README

Laravel package to block direct requests to your Cloudlfare-protected origin server.

Overview

This packages should only be used when the following applies:

1. You can't add firewall rules (to only accept requests from CF Edge IP addresses) because your server is shared with other projects that don't use Cloudflare. If you have a single app running on your server, rather add firewall rules.
2. You can't add deny/allow rules to your Nginx/Apache config because you are using the set_real_ip_from / mod_remoteip module to forward the user's real IP (X-Forwarded-For). If you don't need to forward the user's real IP, rather add deny/allow rules to your Nginx/Apache config.
3. You can't install cloudflared and create a tunnel.

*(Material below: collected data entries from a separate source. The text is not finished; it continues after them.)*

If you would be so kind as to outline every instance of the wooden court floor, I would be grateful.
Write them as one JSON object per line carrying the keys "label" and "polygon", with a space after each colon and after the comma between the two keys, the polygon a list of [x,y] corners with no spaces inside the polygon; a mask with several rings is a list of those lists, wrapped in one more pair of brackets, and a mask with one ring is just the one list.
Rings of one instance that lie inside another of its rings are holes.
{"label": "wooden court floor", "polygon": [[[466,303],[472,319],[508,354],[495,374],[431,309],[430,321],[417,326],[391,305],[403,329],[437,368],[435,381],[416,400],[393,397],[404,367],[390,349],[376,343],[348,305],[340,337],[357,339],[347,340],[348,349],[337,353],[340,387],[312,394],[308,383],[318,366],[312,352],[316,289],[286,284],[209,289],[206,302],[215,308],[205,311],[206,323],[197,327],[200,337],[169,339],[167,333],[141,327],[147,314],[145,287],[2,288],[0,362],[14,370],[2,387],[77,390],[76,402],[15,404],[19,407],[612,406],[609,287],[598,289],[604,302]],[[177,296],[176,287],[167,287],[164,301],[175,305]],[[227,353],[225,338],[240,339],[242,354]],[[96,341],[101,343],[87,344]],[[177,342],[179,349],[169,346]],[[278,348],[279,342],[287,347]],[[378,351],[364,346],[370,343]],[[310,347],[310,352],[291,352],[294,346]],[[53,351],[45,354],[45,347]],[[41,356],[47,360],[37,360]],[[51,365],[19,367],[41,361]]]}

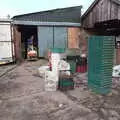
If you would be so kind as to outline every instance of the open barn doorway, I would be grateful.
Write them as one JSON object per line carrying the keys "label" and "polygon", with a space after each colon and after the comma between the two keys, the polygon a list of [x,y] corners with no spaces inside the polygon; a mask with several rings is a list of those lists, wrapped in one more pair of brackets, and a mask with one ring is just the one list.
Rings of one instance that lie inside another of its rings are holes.
{"label": "open barn doorway", "polygon": [[33,46],[38,51],[37,26],[19,26],[21,31],[21,55],[22,59],[27,59],[28,40],[33,36]]}

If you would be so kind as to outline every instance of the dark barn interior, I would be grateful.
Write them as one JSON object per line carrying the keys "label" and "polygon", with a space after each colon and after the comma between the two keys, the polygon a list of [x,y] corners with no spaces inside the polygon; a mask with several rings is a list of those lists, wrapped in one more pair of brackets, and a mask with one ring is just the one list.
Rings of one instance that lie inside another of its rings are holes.
{"label": "dark barn interior", "polygon": [[37,37],[37,26],[19,26],[19,31],[21,32],[21,54],[22,58],[27,58],[27,40],[34,36],[33,46],[38,49],[38,37]]}

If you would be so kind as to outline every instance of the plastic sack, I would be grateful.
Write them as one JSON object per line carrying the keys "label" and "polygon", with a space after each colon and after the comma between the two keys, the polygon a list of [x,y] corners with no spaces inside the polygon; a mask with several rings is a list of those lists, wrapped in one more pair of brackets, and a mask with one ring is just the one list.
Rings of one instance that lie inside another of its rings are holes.
{"label": "plastic sack", "polygon": [[112,76],[113,77],[120,77],[120,65],[116,65],[113,67]]}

Read more

See Useful Links section below for more information.

Requirements

• PHP 8.0+
• PHP Redis extension
• Laravel 9.0+

*Note: This package only supports the Redis cache driver!

Installation

1. composer require emotality/laravel-block-cf-origin
2. php artisan vendor:publish --provider="Emotality\Cloudflare\CloudflareBlockOriginServiceProvider"
3. Add the middleware in app/Http/Kernel.php:

protected $middleware = [
    \Emotality\Cloudflare\BlockNonCloudflareRequests::class, // Top is preferred
    ...
];

1. Add the cronjob to update Cloudflare's netmasks:

protected function schedule(Schedule $schedule): void
{
    ...
    $schedule->call(new \Emotality\Cloudflare\GetNetmasks)->weekly();
}

1. Update your config/cloudflare-block.php config and .env accordingly.
2. Add FastCGI (PHP-FPM) param to your Nginx config:

server {
    server_name example.com;
    ...

    location ~ \.php$ {
        fastcgi_pass unix:/var/run/php/php8.2-fpm.sock;
        fastcgi_param SCRIPT_FILENAME $realpath_root$fastcgi_script_name;
        fastcgi_param CF_EDGE_IP $realip_remote_addr; <<----- HERE
        include fastcgi_params;
    }
}

$realip_remote_addr will be Cloudflare's IP if the request went through a Cloudflare Edge proxy, or the user's IP if the request was direct.
$remote_addr will be the user's IP address.

Useful Links

• Cloudflare IP ranges
• Cloudflare IP addresses
• Cloudflare Tunnel
• Restoring original visitor IPs
• Protect your origin server
• Authenticated Origin Pulls

Contributing

This package is in its early stages, feel free to report any issues or suggest improvements. Please use the master branch for any pull requests.

License

laravel-block-cf-origin is released under the MIT license. See LICENSE for details.